We started off promisingly enough (things always start promisingly, don’t you find, Sue? The beginnings of things – they’re usually alright. It’s once you get into things, once you get into the meat of it, the business end, that they tend to go wrong. Things always fall apart, Sue, the centre cannot hold) – we chuffed and huffed and puffed as far as the silvered outskirts of Reading with no problems at all.

And then – as so often happens – we faltered. We fatally paused. We stopped. We took a good, long look at Reading, Mark, and we decided we weren’t going to budge for at least as long as it takes to fall in love 10 times, according to the parameters set back in 1992 by Mr Gary Barlow.

It was my first day back at work after a week off, Mark! It was only the second train I had caught in seven days! And it was delayed! That’s not great service is it? Those aren’t great statistics! One delay in two?

And here was me thinking we’d turned a corner! Here was me thinking we had put all of this silliness and mutual time-wasting behind us! Here was me thinking that, after the Panorama investigation of last Monday, we were all going to agree to be good boys from now on! (And good girls, sorry Sue. Good boys and good girls.) Here was me thinking that…

Oh! What’s this?

I’ve just reread your reply to my last letter, Mark! You didn’t watch Panorama?

Really? You didn’t watch the Panorama investigation into the state of Britain’s railways? You, as Managing Director of First Great Western, didn’t watch a programme exploring the very business that you’re supposed to be the boss of? Made by the BBC’s flagship investigative team? Seriously?

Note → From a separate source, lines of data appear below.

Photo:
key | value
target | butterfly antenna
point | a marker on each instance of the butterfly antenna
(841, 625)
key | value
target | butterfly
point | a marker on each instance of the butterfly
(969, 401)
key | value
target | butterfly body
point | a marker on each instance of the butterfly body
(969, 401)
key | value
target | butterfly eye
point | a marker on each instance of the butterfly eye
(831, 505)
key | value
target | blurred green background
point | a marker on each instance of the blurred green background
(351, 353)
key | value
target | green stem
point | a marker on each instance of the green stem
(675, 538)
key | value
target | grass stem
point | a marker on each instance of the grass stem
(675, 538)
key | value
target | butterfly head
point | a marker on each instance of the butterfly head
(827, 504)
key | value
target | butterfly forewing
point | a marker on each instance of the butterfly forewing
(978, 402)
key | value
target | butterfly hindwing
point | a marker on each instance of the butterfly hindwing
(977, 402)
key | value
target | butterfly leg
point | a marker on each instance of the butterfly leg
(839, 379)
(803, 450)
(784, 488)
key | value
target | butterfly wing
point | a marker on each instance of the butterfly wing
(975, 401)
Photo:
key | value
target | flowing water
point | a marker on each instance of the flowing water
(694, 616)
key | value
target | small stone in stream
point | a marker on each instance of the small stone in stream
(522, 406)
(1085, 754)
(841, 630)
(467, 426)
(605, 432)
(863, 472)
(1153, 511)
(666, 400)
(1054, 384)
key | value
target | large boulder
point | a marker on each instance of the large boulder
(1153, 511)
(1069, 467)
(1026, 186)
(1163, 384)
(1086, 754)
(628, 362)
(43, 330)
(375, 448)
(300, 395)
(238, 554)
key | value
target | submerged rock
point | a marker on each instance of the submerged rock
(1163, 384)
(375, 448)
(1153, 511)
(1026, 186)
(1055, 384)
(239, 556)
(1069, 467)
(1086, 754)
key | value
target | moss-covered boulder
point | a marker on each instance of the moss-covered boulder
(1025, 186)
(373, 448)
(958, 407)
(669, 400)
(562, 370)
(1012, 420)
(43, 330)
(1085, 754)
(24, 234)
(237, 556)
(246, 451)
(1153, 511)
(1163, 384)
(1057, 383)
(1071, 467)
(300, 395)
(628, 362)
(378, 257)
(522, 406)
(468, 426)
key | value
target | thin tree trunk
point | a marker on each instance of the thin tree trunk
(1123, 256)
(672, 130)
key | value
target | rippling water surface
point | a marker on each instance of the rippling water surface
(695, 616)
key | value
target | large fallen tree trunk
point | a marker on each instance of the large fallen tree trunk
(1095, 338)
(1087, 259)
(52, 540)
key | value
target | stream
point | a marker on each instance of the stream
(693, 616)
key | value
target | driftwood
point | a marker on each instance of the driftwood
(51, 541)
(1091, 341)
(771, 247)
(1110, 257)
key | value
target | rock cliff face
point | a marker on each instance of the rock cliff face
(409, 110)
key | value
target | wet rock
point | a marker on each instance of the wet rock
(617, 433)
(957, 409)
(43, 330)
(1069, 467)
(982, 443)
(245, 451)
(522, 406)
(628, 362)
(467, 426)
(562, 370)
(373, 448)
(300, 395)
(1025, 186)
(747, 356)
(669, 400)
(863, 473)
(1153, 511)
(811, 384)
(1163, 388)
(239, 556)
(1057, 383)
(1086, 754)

Why on earth not, Mark? Did you not think there would be anything there to interest you? Did you look at the schedules and think: oh, a programme about the state of Britain’s railways, made by the BBC’s flagship investigative team, exploring whether passengers and taxpayers are getting anything like the service we’re all paying for… ppffftt. Boring. Nothing to see there. Nothing that will interest me. I’d much rather watch Don’t Tell The Bride instead. As Managing Director of First Great Western and the effective custodian of the legacy of Isambard Kingdom Brunel, I’d really much rather watch Don’t Tell The Bride instead.

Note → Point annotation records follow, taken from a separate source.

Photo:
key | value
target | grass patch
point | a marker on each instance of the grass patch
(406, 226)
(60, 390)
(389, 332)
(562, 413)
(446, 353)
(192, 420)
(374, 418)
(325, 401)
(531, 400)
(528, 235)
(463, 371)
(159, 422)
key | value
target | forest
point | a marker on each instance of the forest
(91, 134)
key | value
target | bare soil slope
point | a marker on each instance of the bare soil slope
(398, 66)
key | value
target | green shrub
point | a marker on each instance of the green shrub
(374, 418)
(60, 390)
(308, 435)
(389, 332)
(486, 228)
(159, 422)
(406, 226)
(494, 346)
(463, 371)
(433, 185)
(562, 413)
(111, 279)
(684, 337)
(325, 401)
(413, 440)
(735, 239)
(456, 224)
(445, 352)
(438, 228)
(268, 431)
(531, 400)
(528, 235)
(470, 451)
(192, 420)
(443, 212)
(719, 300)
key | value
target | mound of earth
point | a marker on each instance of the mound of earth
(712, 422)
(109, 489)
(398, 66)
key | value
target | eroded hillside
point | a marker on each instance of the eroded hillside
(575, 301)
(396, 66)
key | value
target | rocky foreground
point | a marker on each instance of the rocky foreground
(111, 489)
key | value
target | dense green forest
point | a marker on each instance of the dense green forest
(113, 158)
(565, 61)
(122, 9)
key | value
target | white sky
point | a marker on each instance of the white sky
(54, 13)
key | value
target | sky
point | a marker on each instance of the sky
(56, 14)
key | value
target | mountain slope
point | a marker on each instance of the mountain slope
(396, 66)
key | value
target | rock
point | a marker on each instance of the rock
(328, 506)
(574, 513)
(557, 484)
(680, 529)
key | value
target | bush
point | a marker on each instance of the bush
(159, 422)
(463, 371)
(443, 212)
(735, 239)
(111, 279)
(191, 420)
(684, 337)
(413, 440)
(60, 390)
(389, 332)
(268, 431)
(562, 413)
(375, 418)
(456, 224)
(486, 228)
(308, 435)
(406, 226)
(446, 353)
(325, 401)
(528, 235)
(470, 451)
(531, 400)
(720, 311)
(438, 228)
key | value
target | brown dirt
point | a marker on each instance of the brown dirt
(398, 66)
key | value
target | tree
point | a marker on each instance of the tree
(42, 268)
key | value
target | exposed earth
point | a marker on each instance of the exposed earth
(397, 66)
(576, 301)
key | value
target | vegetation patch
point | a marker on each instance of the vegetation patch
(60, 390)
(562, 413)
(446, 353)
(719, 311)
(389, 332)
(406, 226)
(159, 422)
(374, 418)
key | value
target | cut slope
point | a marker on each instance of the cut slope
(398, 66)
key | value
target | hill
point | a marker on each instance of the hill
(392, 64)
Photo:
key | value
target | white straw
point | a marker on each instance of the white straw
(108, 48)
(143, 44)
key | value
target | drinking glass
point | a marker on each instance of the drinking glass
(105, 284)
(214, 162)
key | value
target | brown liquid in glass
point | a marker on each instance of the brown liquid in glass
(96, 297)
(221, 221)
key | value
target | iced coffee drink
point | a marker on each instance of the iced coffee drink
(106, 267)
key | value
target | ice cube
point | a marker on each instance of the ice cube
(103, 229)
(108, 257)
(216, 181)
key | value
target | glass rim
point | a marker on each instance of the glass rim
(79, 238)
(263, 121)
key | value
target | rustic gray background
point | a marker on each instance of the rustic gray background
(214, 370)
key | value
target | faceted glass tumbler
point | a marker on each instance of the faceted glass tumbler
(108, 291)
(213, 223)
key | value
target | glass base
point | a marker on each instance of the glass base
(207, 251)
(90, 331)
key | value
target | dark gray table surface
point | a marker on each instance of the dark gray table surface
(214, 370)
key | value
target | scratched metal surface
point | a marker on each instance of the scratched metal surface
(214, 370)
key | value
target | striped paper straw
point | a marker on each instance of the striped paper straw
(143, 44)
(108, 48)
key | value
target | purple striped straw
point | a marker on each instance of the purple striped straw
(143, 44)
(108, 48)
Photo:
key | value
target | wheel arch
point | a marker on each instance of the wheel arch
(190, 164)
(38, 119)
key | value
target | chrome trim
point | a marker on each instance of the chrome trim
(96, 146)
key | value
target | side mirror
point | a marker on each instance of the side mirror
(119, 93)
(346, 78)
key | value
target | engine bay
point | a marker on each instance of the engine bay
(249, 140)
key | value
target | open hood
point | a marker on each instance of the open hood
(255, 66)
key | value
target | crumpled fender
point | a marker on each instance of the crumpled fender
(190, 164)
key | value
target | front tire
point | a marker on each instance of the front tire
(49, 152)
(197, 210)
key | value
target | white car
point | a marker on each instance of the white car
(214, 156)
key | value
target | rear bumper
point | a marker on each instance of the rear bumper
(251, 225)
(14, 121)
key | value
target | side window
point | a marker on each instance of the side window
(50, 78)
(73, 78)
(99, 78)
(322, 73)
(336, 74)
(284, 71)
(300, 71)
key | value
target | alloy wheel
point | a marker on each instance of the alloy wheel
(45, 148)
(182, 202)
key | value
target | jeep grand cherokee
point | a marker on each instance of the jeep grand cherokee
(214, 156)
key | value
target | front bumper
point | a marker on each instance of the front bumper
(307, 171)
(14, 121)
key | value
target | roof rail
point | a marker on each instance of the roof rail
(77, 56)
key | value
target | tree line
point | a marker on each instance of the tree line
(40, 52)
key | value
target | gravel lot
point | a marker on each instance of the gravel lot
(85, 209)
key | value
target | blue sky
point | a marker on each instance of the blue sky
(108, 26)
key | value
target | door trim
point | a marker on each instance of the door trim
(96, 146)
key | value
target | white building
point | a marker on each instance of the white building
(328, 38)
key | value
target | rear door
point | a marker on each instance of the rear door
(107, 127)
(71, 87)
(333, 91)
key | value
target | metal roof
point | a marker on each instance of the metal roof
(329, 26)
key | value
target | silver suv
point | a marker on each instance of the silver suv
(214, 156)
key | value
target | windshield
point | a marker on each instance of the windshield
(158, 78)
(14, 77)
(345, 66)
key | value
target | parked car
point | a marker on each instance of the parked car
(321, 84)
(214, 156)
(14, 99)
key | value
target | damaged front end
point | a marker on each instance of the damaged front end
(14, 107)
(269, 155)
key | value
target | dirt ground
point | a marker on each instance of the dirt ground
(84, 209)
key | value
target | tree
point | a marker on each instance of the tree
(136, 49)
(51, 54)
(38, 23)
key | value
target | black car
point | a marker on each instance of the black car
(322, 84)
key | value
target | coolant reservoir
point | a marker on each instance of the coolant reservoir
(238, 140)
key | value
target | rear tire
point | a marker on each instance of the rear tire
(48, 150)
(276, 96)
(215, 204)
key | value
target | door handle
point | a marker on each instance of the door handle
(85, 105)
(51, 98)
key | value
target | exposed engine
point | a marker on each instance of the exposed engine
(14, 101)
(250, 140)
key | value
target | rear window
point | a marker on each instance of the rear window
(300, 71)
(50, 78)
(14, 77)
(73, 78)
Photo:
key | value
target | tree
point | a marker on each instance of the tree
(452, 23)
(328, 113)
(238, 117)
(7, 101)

Did you not at least video it? Or Sky+ it? Or catch it on iPlayer? Have you really no interest at all in what that Panorama investigation might have said about the state of our railways and the service that companies like First Great Western are providing to their customers?

No? None? Not even a little bit? Do you really, as Managing Director of First Great Western, not even care that much?

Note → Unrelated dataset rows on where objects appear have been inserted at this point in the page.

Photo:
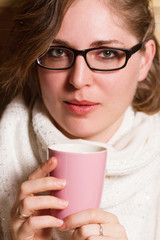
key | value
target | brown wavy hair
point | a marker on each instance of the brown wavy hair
(35, 25)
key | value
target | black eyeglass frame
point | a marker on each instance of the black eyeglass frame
(128, 52)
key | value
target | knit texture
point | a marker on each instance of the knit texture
(132, 182)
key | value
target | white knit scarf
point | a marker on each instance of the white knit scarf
(25, 136)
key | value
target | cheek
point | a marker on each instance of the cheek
(49, 83)
(120, 86)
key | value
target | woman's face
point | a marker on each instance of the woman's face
(85, 103)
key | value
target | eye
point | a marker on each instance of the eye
(56, 52)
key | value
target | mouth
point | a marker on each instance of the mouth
(81, 107)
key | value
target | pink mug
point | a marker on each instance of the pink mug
(83, 165)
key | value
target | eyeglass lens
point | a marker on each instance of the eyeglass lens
(102, 58)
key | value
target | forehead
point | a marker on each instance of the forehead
(92, 20)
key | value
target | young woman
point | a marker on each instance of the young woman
(83, 69)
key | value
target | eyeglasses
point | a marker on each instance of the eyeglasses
(99, 59)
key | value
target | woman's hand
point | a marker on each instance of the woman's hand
(94, 224)
(32, 220)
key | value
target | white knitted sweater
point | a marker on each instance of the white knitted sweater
(132, 182)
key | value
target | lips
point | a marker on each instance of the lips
(81, 107)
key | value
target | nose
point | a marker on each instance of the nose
(80, 74)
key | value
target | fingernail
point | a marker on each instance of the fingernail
(63, 227)
(63, 203)
(59, 222)
(61, 182)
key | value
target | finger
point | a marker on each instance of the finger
(31, 187)
(32, 204)
(89, 216)
(44, 169)
(33, 224)
(109, 230)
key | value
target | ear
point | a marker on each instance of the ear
(146, 59)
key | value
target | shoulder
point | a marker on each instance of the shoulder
(16, 109)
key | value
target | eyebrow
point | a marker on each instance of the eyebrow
(93, 44)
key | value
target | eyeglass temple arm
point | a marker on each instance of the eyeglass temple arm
(136, 48)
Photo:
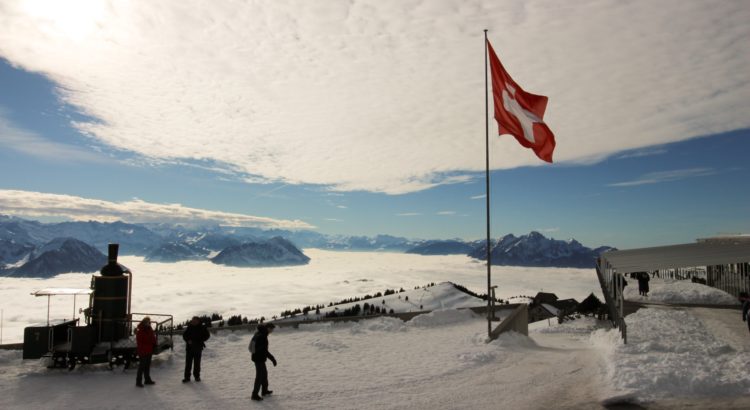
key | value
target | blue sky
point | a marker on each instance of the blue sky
(103, 115)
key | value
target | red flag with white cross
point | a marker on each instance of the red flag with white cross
(518, 112)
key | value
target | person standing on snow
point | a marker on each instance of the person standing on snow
(145, 339)
(259, 350)
(195, 335)
(745, 308)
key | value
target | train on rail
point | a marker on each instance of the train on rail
(106, 335)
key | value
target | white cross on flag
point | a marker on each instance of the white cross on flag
(519, 113)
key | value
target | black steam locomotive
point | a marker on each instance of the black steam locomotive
(107, 336)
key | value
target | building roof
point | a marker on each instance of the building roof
(704, 253)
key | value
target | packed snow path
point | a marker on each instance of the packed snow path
(676, 358)
(437, 361)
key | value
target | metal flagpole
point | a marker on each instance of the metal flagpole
(487, 187)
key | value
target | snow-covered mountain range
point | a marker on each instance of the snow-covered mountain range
(21, 241)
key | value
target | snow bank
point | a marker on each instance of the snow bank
(443, 317)
(679, 291)
(671, 353)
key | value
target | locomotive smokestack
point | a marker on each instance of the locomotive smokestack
(112, 268)
(113, 249)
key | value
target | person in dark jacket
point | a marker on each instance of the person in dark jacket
(145, 339)
(259, 350)
(643, 280)
(195, 335)
(745, 300)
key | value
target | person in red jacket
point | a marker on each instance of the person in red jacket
(145, 338)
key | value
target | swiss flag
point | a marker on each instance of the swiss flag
(519, 113)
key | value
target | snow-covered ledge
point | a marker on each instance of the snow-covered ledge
(517, 321)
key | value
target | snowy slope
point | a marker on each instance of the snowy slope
(427, 298)
(435, 361)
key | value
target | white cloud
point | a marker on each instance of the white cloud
(666, 176)
(643, 153)
(32, 144)
(548, 230)
(382, 95)
(35, 204)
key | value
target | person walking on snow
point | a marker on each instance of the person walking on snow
(146, 342)
(259, 350)
(745, 308)
(195, 335)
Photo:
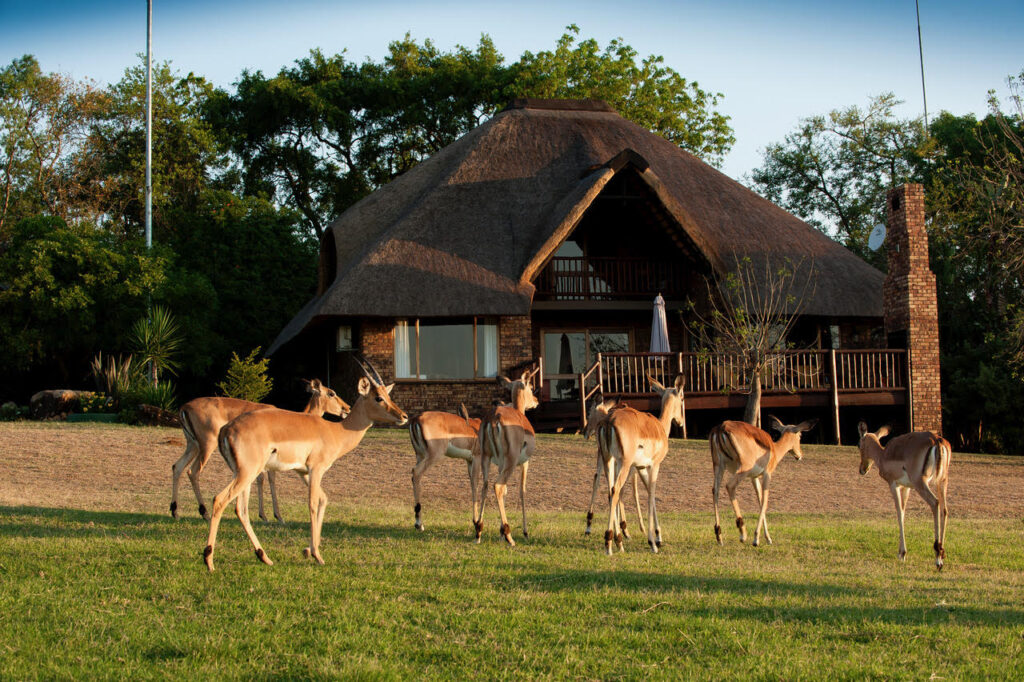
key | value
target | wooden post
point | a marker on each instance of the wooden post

Crikey, Mark. I’m rendered speechless. I’m quite literally gobsmacked. (Okay, metaphorically gobsmacked. Figuratively gobsmacked.)

I’m quite literally gobsmacked!

And you know what else? I’m a touch cross too. I feel a bit let down. But that’s going to have to wait until my next letter. I’ve run out of time and I’ve run out of words, Mark. But that’s ok. The train I’m sitting on right now, as I write this, on Tuesday morning, with fingers shivery and blue, would also appear to be delayed. Looks like there will be another letter soon!

Until next time!

Au revoir!


*I love that word, Mark! Decameron! Nothing to do with our Prime Minister, Mark! Nowt to do with the chubby-cheeked, red-faced, port-swilling Eton millionaire we’ve got running the gaff and ensuring the neediest in society get as much of a fair deal as our bonus-guzzling banker chums! Nothing to do with him at all! I’m talking about the Decameron, Mark! The 14th century allegory by Giovanni Boccaccio! Bawdy tales of love, life and high jinx in medieval Italy! As told by 10 rough-and-tumble young roister-doisters! A regular laugh riot! You must have read the Decameron, Mark! No? No? What are they teaching in schools these days? Perhaps you should just ask Sue about it then, she’s bound to have a copy lying about somewhere. It’s a great read. A real page-turner. A bonkbuster, Mark! And who knows, maybe they’ll televise it soon. I don’t know why it’s not been televised yet: imagine Skins with spaghetti and codpieces and you’d be on the right lines. And who wouldn’t want to watch that? So much better than Don’t Tell The Bride!

**I look a bit like Where’s Wally in that hat, Mark. But that’s ok. I don’t mind that. He’s got a kind of ironic hotness to him hasn’t he? Where’s Wally I mean. Chicks dig that look, right Sue?